Walai.id, Jakarta – Badan Standar, Kurikulum, dan Asesmen Pendidikan (BSKAP) di bawah Kementerian Pendidikan, Kebudayaan, Riset, dan Teknologi (Kemendikbudristek) bersama dengan Program Inovasi untuk Anak Sekolah Indonesia (INOVASI), yang merupakan kemitraan antara pemerintah Australia dan Indonesia, telah menemukan indikasi pemulihan pembelajaran (learning recovery) di Indonesia.
Sebagai mitra pendidikan antara Indonesia dan Australia, Program INOVASI telah mendukung peningkatan mutu pendidikan dasar, terutama dalam bidang literasi dan numerasi sejak tahun 2016. INOVASI telah berkolaborasi dengan empat provinsi mitra di Indonesia, yaitu Jawa Timur, Nusa Tenggara Barat, Nusa Tenggara Timur, dan Kalimantan Utara.
Berdasarkan penelitian yang dilakukan sepanjang tahun 2020–2023, Indonesia dinilai telah membuat kemajuan dalam proses transformasi pembelajaran. Setelah menghadapi krisis pembelajaran yang diperparah oleh pandemi COVID-19, pendidikan Indonesia mulai pulih. Temuan ini telah dirangkum dalam buku berjudul “Bangkit Lebih Kuat: Studi Kesenjangan Pembelajaran,” yang diluncurkan pada Selasa (26/9/2023) di Jakarta.
Menteri Pendidikan, Kebudayaan, Riset, dan Teknologi (Mendikbudristek) Nadiem Makarim menekankan pentingnya gotong royong dalam Merdeka Belajar. “Merdeka Belajar dirancang sebagai gerakan, sehingga semua lapisan masyarakat terlibat dalam transformasi sistem pendidikan,” ungkapnya.
Merdeka Belajar adalah upaya sistemik untuk mengatasi krisis pembelajaran yang telah berlangsung lama dan semakin parah akibat pandemi. Pandemi justru memberikan kesempatan untuk mengakselerasi pendidikan dengan memberikan kemerdekaan bagi guru dalam menentukan model pembelajaran yang sesuai dengan karakteristik peserta didik.

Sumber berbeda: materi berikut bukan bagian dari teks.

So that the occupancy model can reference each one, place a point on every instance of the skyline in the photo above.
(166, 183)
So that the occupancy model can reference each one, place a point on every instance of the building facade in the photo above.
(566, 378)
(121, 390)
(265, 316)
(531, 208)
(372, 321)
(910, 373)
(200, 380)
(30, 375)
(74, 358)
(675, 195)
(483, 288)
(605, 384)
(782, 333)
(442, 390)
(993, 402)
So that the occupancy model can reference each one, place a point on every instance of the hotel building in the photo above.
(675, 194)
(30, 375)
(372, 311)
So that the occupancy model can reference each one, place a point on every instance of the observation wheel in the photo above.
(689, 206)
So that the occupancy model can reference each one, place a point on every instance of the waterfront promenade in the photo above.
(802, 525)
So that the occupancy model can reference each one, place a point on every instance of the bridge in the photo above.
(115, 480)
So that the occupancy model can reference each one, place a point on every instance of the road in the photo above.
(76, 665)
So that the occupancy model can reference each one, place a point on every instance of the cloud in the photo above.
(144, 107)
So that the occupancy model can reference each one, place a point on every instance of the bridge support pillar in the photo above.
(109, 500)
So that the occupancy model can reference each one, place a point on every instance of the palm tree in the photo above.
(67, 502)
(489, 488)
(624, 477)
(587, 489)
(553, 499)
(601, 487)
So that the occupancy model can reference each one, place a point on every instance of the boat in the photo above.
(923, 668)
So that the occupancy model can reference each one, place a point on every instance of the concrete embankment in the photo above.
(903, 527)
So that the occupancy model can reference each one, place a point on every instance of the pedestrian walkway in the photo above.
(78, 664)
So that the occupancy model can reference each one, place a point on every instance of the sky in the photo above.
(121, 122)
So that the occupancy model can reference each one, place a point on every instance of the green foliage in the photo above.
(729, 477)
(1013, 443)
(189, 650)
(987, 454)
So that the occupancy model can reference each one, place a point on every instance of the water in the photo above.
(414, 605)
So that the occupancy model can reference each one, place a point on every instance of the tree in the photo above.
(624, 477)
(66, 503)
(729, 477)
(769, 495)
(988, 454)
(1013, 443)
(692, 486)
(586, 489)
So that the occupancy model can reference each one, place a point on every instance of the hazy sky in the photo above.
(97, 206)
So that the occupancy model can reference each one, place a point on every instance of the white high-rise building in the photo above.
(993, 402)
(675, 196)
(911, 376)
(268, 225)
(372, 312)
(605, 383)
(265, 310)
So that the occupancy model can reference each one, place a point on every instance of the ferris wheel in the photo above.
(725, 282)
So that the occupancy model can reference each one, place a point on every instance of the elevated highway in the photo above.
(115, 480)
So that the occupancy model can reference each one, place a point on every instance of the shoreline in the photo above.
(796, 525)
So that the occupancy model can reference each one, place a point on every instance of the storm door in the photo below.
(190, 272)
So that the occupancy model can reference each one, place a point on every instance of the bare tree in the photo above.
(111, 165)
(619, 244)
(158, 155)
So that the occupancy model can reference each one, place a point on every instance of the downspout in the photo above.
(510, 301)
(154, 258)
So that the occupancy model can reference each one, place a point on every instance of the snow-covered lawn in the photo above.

Acara peluncuran buku “Bangkit Lebih Kuat: Studi Kesenjangan Pembelajaran” juga dihadiri oleh Wakil Duta Besar Australia untuk Indonesia, Stephen Scott. Dalam sambutannya, Stephen Scott menyatakan komitmen pemerintah Australia untuk mendukung peningkatan kualitas pendidikan di Indonesia, mulai dari tingkat dasar hingga perguruan tinggi.
Dalam laporan yang disampaikan oleh Kepala BSKAP Anindito Aditomo, terungkap bahwa ada penurunan hasil belajar peserta didik setelah satu tahun pandemi COVID-19, yaitu setara dengan enam bulan pembelajaran untuk literasi dan lima bulan untuk numerasi. Berbagai inovasi Merdeka Belajar, termasuk Kurikulum Merdeka, hadir sebagai upaya untuk mengatasi masalah tersebut.
Menurut Anindito, Kurikulum Merdeka yang lebih fleksibel dan berfokus pada kemampuan esensial telah memberikan dampak positif pada capaian belajar siswa. Hasil studi selama tiga tahun terakhir menunjukkan bahwa Kurikulum Merdeka berhasil mengurangi kesenjangan pembelajaran setara dengan dua bulan pembelajaran.
Kepala BSKAP menekankan bahwa transformasi pendidikan memerlukan kerja sama semua pihak. Kurikulum Merdeka memberi ruang bagi pemerintah daerah dan satuan pendidikan untuk merancang program pendidikan sesuai dengan kondisi dan kebutuhan mereka.
Stacia Alessandra Nau, seorang guru SD Inpres Rata di Kabupaten Nagekeo, Provinsi Nusa Tenggara Timur, mendukung penerapan Kurikulum Merdeka sebagai solusi atas hilangnya pembelajaran akibat pandemi. Dia menjelaskan bagaimana guru-guru bekerja door-to-door untuk membantu siswa yang mengalami kesulitan belajar.
“Saat ini kami sudah menerapkan Kurikulum Merdeka karena kami diberi kebebasan untuk menerapkan pembelajaran yang relevan bagi anak,” tambahnya.
Hasil studi ini memvalidasi pentingnya Merdeka Belajar dalam memperbaiki sistem pendidikan Indonesia dan memberikan landasan bagi kebijakan pendidikan yang lebih baik di masa depan.